Sehingga sekelompok orang yang berusia 10-24 tahun dikategorikan
sebagai remaja. WHO menegaskan, masa remaja ini bukanlah sekelompok
anak dengan karakteristik yang homogen, melainkan kebutuhan mereka
sangatlah bervariasi bergantung jenis kelamin, tahap perkembangan,
keadaan kehidupan dan kondisi sosial-ekonomi lingkungannya.

Selain ditandai dengan perubahan fisik yang cepat, perkembangan


remaja juga terikat kuat dengan hubungannya dengan orangtua (Wulandari,
2014).

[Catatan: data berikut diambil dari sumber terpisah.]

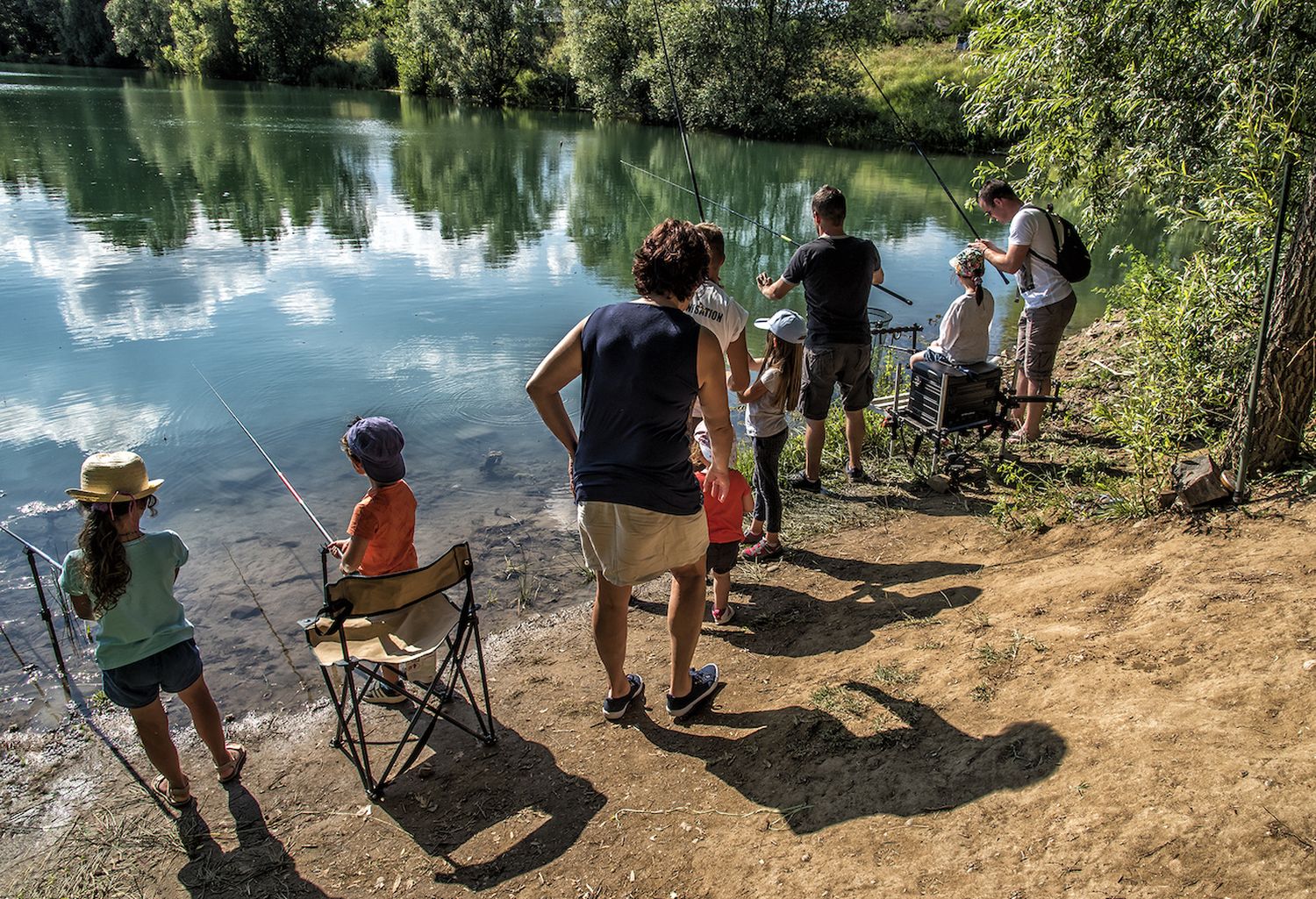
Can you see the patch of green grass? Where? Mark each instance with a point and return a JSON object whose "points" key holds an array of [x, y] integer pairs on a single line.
{"points": [[895, 675], [840, 701]]}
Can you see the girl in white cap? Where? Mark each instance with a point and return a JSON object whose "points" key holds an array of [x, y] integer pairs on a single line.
{"points": [[766, 400], [123, 580], [963, 329]]}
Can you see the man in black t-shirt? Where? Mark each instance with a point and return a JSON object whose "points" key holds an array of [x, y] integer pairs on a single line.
{"points": [[837, 271]]}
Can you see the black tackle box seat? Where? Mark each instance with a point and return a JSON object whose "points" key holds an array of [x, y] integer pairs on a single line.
{"points": [[970, 399]]}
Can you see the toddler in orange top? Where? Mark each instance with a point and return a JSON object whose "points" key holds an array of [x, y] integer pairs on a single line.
{"points": [[382, 535], [726, 525]]}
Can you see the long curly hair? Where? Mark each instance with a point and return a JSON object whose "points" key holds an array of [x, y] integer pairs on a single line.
{"points": [[104, 562], [790, 358], [673, 260]]}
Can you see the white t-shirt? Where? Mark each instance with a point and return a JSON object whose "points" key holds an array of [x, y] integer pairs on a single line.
{"points": [[1039, 283], [719, 313], [766, 416], [965, 326]]}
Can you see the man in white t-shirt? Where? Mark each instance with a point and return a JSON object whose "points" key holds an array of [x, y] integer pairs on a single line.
{"points": [[1048, 297], [720, 313]]}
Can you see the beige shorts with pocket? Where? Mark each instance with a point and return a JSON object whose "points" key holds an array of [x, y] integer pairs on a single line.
{"points": [[628, 546]]}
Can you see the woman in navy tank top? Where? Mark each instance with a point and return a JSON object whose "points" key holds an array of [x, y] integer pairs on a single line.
{"points": [[639, 506]]}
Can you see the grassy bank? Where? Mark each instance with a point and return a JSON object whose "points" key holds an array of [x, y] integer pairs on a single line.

Adanya keinginan yang kuat untuk tetap bergantung pada orangtua
adalah ciri yang dimiliki remaja pada tahap awal. Pada tahap pertengahan,
remaja mulai mengalami konflik utama terhadap kemandirian dan kontrol
di mana terdapat dorongan besar untuk melepaskan diri dari orangtua.
Ketika hal tersebut tidak dilalui dengan baik, akan menimbulkan perilaku
berisiko yang dilakukan remaja. Hasil Survei Demografi dan
Kependudukan Indonesia (SDKI) tahun 2017 mencatat sebesar 3,6 persen
remaja pria berumur 15-19 tahun pernah melakukan hubungan seksual
pranikah. Melihat rentannya perkembangan psikologis remaja tersebut,
kedua orangtua memiliki peran yang saling melengkapi dalam pengasuhan
remaja.

Ayah dan ibu memiliki peran masing-masing dalam memberikan


pengasuhan kepada anaknya. Pruett (2000) mengungkapkan saat seorang
anak memasuki tahap remaja, ayah memiliki peran penting dalam
membangun harga dirinya agar tetap positif dan juga menguatkan keinginan
anak untuk berprestasi khususnya pada remaja perempuan, serta
mengembangkan motivasi untuk sukses dalam pekerjaan dan untuk
melanjutkan pendidikan ke jenjang yang lebih tinggi pada remaja laki-laki.
Hasil penelitian Fatmasari (2013) mengungkapkan bentuk kedekatan
dengan ayah terlihat dari kegiatan yang bersifat informal dan rekreatif,
sementara kedekatan dengan ibu berkaitan dengan tugas rumah tangga. Hal
ini menunjukkan bahwa pengasuhan yang tepat untuk remaja harus terdapat
keseimbangan baik dari sisi ayah maupun dari sisi ibu.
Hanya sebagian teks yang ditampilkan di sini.